Xbox 360 Slim
Chief among the many surprises at this year’s E3 was Microsoft’s announcement of a new Xbox 360 console. The console itself has been rumored for months now, but the surprise came when it was announced that the new system would be shipping immediately, and available in stores by the end of the week.
While it wasn’t on par with something like the Sega Saturn’s surprise launch at the first E3, the immediate availability of the new console certainly took some of the wind out of Sony and Nintendo’s sails at the conference.
So, what’s different? Gamers are always quick to jump on the bandwagon and rush out to purchase something new, but are there enough new features in this new version of the 360 to warrant trading in your old box?
The Xbox 360 Slim (or Xbox 360 250GB, as Gamestop is calling it) has the fastest built-in wireless capabilities of any gaming console. Fully compatible with wireless-N networks, the new system also features a built-in 250GB hard drive. The new console is completely ready for the upcoming Kinect add on, as well. While older 360s will be compatible with Kinect, only the new system can do so without the use of an additional power cord.
On the outside, the system has been completely redesigned. Touch sensitive buttons have replaced the old eject and power buttons, the memory card slots are gone, and the system has received a new, seemingly Alienware-inspired, case design. The overall dimensions are significantly smaller, as well.
The system also runs much quieter than previous iterations. It used to be that you could hear the tell-tale roar of your Xbox from any room in the house. Now you’ll actually have to look to tell it’s on, it’s that quiet.
What’s the Same?
Other than the cosmetic upgrades and faster wireless capabilities, it’s still an Xbox 360. It still plays the same games and they’ll look exactly the same way they did on your old box. The UI is the same, your avatar still appears next to a series of menus and your achievements and game library are viewed and accessed in exactly the same ways.
If you’re upgrading from a Pro or Arcade model, you’ll enjoy the benefits of a large hard drive like installations and the ability to actually keep game demos on the system, but other than that it doesn’t offer much in the way of upgrades.
Should I Upgrade?
It comes down to the individual gamer and the system they already own. If you’re rocking a brand new Final Fantasy XIII special edition Xbox 360 that already has a 250GB hard drive, it’s hard to think of a reason that trading up would make sense, unless you just absolutely have to have the newer-looking console.

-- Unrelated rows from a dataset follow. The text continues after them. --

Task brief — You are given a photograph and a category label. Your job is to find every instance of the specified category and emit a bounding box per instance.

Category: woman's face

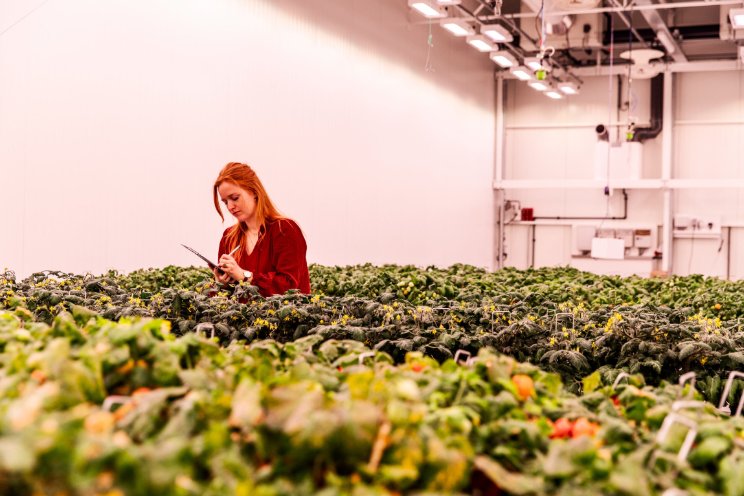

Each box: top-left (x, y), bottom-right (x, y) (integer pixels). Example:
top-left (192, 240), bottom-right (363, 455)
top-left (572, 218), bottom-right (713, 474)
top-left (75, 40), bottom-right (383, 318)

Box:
top-left (217, 181), bottom-right (256, 222)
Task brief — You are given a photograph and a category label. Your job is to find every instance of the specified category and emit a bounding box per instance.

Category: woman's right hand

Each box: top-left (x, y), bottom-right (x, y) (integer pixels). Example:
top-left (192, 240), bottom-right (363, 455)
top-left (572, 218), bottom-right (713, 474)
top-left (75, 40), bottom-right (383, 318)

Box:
top-left (212, 267), bottom-right (232, 284)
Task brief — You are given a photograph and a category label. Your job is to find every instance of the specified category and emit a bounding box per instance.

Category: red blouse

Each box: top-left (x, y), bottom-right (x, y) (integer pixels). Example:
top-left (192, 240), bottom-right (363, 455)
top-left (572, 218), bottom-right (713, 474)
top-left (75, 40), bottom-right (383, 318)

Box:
top-left (218, 219), bottom-right (310, 296)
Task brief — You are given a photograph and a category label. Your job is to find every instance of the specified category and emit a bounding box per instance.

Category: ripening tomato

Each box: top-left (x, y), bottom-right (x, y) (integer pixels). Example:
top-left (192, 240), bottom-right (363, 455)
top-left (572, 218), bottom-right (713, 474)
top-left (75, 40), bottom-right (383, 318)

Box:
top-left (550, 418), bottom-right (573, 439)
top-left (411, 362), bottom-right (426, 372)
top-left (573, 417), bottom-right (599, 437)
top-left (512, 374), bottom-right (535, 401)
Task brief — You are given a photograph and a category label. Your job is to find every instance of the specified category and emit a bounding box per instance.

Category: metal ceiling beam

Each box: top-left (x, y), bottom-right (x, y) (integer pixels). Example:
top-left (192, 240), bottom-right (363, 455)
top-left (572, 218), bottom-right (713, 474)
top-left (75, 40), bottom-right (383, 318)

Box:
top-left (496, 0), bottom-right (742, 19)
top-left (571, 60), bottom-right (743, 77)
top-left (635, 0), bottom-right (687, 63)
top-left (610, 0), bottom-right (648, 48)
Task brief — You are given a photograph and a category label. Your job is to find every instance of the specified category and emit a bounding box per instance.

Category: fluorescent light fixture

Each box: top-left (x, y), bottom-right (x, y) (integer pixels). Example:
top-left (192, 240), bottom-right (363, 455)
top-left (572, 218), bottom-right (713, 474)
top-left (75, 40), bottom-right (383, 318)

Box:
top-left (527, 81), bottom-right (549, 91)
top-left (408, 0), bottom-right (447, 19)
top-left (489, 50), bottom-right (517, 69)
top-left (465, 34), bottom-right (496, 52)
top-left (558, 81), bottom-right (579, 95)
top-left (524, 57), bottom-right (542, 71)
top-left (509, 65), bottom-right (532, 81)
top-left (439, 19), bottom-right (475, 36)
top-left (656, 29), bottom-right (676, 55)
top-left (728, 9), bottom-right (744, 27)
top-left (481, 24), bottom-right (514, 43)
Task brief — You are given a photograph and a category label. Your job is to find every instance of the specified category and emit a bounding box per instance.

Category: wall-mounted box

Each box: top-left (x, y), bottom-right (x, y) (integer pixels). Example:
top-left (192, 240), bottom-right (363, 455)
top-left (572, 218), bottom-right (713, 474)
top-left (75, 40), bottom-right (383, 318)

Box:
top-left (592, 238), bottom-right (625, 260)
top-left (594, 141), bottom-right (643, 181)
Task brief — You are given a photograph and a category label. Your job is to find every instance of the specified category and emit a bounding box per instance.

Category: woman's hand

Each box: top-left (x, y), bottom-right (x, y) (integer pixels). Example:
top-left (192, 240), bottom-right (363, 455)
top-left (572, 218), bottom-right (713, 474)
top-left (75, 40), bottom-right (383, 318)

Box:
top-left (215, 254), bottom-right (243, 282)
top-left (212, 267), bottom-right (232, 284)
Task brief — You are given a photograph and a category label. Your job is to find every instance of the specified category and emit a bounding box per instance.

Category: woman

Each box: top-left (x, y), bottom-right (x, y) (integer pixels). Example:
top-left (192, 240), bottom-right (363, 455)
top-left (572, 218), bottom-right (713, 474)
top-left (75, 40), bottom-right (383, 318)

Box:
top-left (213, 162), bottom-right (310, 296)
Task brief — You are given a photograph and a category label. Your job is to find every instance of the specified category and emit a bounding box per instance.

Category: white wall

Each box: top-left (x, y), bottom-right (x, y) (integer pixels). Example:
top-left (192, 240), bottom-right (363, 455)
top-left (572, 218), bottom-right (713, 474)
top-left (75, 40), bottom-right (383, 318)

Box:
top-left (0, 0), bottom-right (494, 276)
top-left (505, 71), bottom-right (744, 279)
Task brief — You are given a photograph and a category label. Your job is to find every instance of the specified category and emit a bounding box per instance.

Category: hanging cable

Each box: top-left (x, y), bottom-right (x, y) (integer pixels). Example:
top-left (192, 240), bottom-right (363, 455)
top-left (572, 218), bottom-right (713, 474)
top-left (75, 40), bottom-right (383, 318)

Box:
top-left (424, 19), bottom-right (436, 72)
top-left (0, 0), bottom-right (49, 36)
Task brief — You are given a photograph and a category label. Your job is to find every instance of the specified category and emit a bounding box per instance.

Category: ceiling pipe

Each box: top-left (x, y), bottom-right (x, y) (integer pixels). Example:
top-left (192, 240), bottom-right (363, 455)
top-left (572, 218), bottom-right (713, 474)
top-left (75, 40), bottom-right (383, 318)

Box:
top-left (610, 0), bottom-right (648, 48)
top-left (635, 0), bottom-right (687, 62)
top-left (632, 73), bottom-right (664, 143)
top-left (499, 0), bottom-right (741, 19)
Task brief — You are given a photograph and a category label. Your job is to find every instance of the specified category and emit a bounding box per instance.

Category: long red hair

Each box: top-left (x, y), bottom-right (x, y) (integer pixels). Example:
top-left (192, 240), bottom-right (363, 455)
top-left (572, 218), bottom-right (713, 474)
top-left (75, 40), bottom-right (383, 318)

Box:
top-left (217, 162), bottom-right (284, 262)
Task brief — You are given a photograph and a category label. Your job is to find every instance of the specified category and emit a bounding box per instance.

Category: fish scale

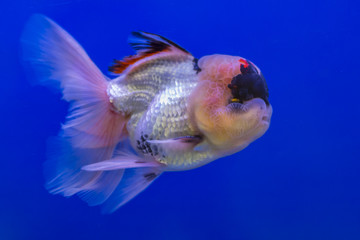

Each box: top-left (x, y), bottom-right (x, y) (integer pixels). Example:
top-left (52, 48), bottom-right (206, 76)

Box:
top-left (108, 55), bottom-right (217, 169)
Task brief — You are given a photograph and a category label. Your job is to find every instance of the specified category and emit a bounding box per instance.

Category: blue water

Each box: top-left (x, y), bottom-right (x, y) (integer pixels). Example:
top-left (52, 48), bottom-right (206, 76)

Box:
top-left (0, 0), bottom-right (360, 240)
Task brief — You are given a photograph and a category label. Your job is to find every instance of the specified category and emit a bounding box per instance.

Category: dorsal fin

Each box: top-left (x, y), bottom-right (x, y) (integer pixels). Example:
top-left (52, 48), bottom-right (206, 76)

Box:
top-left (109, 32), bottom-right (190, 74)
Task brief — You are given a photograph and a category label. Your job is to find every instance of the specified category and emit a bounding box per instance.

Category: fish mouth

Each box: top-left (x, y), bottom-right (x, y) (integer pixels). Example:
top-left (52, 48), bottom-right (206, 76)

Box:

If you’re still playing on your launch batch 360 or have one with a small hard drive, and you really want to be able to install games, download movies, and finally put some music on your system, then an upgrade might definitely be worthwhile. If you’re going to upgrade eventually, anyway, you might as well get the latest and greatest, right?
The Verdict (4 out of 5)
The redesigned Xbox 360 looks awesome, and that will be enough for many gamers to decide they need one. The increased ventilation and integrated fan inside should mean that gamers no longer have to fear the infamous Red Ring Of Death, and that peace of mind will make the decision for many others.
Ultimately, it’s still the system you already know and love. If you have a classic 360 in perfect working order, are satisfied with your hard drive space, and aren’t overly-concerned with aesthetics, then there is little reason to spend the money to pick up the slim model.
If you’re constantly reshuffling things on your hard drive to make room, dislike external wireless adapters (or haven’t yet bought one), or are one of those people who just dig new gadgets a lot, then the new system definitely has a place in your entertainment center.
The new Xbox 360 Slim is now the ultimate version of the hardware. While it plays the same as the existing 360s out there, there are enough new features to warrant an upgrade for those with older systems or a bit of extra cash.
All references from author’s experience.